Стрелок покачал головой и взглянул мальчику в лицо — не врет ли он. Мальчик не врал.
— Я ходил в школу, — твердо повторил мальчик. — И у меня была… эта… — Глаза у него закатились, а губы зашевелились, нащупывая слово. — …Такая коричневая… для книжек… сумка. Я брал с собой завтрак. И носил… — он опять зашевелил губами, мучительно подыскивая слово, — …галстук.
— Что?
— Не знаю. — Пальцы мальчика медленно, безотчетно шевельнулись у горла, будто зажимая что-то — у стрелка этот жест связывался с повешением. — Не знаю. Все это просто пропало. — И Джейк отвел глаза.
— Можно, я уложу тебя спать?
— Я не хочу спать.
— Я могу сделать так, что ты захочешь спать, и могу заставить тебя вспомнить.
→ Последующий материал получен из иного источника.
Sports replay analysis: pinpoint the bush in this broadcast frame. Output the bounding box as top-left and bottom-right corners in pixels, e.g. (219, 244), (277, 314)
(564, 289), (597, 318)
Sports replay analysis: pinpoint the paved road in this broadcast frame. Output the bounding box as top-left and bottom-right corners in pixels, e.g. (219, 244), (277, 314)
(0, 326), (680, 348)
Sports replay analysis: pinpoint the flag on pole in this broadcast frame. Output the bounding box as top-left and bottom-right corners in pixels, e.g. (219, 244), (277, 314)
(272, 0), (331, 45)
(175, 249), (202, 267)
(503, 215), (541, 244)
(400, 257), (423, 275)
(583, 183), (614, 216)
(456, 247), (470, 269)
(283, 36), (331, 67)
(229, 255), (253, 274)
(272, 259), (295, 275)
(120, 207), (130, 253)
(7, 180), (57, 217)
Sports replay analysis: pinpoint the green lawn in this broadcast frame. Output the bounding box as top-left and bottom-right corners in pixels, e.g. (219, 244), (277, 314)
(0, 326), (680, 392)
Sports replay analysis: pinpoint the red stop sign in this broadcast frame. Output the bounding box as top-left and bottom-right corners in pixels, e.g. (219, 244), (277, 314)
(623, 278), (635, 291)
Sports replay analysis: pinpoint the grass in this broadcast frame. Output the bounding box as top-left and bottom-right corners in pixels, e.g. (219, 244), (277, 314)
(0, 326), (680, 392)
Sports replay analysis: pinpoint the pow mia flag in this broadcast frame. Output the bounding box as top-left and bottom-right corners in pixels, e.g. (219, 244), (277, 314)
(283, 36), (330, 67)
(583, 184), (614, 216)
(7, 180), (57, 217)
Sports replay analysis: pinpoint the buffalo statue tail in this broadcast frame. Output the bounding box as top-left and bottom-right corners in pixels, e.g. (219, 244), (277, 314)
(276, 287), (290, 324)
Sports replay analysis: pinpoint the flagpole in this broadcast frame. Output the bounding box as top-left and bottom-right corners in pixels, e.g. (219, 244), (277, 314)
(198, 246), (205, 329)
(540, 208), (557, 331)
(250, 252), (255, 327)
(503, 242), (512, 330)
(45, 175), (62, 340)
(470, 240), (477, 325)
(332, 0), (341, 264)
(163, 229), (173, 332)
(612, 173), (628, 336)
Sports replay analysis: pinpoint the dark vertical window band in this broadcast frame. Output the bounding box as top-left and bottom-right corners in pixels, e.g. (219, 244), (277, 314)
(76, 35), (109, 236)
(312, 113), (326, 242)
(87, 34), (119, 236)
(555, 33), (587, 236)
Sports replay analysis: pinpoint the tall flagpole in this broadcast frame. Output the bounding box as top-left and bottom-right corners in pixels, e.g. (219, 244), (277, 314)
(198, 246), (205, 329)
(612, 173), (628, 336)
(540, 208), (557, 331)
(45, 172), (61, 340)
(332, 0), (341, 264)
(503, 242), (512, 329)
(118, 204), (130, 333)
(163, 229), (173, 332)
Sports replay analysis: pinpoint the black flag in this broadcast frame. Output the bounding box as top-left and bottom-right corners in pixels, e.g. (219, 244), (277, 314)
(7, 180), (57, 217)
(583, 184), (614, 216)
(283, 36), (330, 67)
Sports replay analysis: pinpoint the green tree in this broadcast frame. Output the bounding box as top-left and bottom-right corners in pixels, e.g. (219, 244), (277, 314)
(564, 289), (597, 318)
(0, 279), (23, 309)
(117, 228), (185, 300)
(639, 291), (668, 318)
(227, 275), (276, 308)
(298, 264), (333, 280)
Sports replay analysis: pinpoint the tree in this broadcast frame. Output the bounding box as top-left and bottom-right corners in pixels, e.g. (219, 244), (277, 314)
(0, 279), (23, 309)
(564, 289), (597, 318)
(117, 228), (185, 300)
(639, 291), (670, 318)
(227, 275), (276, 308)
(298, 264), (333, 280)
Джейк с сомнением в голосе спросил:
— Как это?
— А вот.
Стрелок извлек из патронташа патрон и повертел в пальцах. Движение было ловким, проворным, мягким и текучим, как масло. Патрон играючи кувыркался с большого пальца на указательный, с указательного на средний, со среднего на безымянный, с безымянного на мизинец. Вдруг он исчез из вида, появился вновь, ненадолго застыл, как поплавок на воде, перевернулся. Патрон гулял по пальцам стрелка. Сами пальцы двигались, как занавеска из бусин на ветру. Мальчик внимательно смотрел; первоначальное недоверие сменилось явной радостью, затем — восхищением, упоением, и вот в лице мальчугана забрезжила немая пустота. Веки скользнули книзу, сомкнулись. Патрон плясал по руке. Джейк снова открыл глаза, еще на мгновение уловил на пальцах стрелка непрекращающийся танец, подобный танцу прозрачной воды в лесном ручье, и веки мальчика опять опустились. Стрелок продолжал играть патроном, но Джейк больше не открывал глаз. Мальчик дышал спокойно, с тупой размеренностью. Неужели и это входило в игру? Здесь была определенная прелесть, этакая логика, вроде кружевных фестонов, что окаймляют твердые синие пузыри со льдом. Ему послышался перезвон ветряных курантов, и стрелок, уже не в первый раз, различил пресный брезентовый вкус душевной болезни. Патрон, которым его пальцы манипулировали с таким неслыханным изяществом, внезапно обернулся нежитью, внушающим ужас следом чудовища. Уронив его в ладонь, стрелок сильно, до боли сжал кулак. В мире существовали такие вещи, как насилие. Насилие, убийство и отвратительные порядки, и все это творилось во благо, во благо, будь оно проклято, ради мифа, грааля, Башни. Ах, Башня — она стояла где-то, вознося к небесам свою грузную черную громаду, и в продраенных пустыней ушах стрелка зазвучал слабый, приятный перезвон ветряных курантов.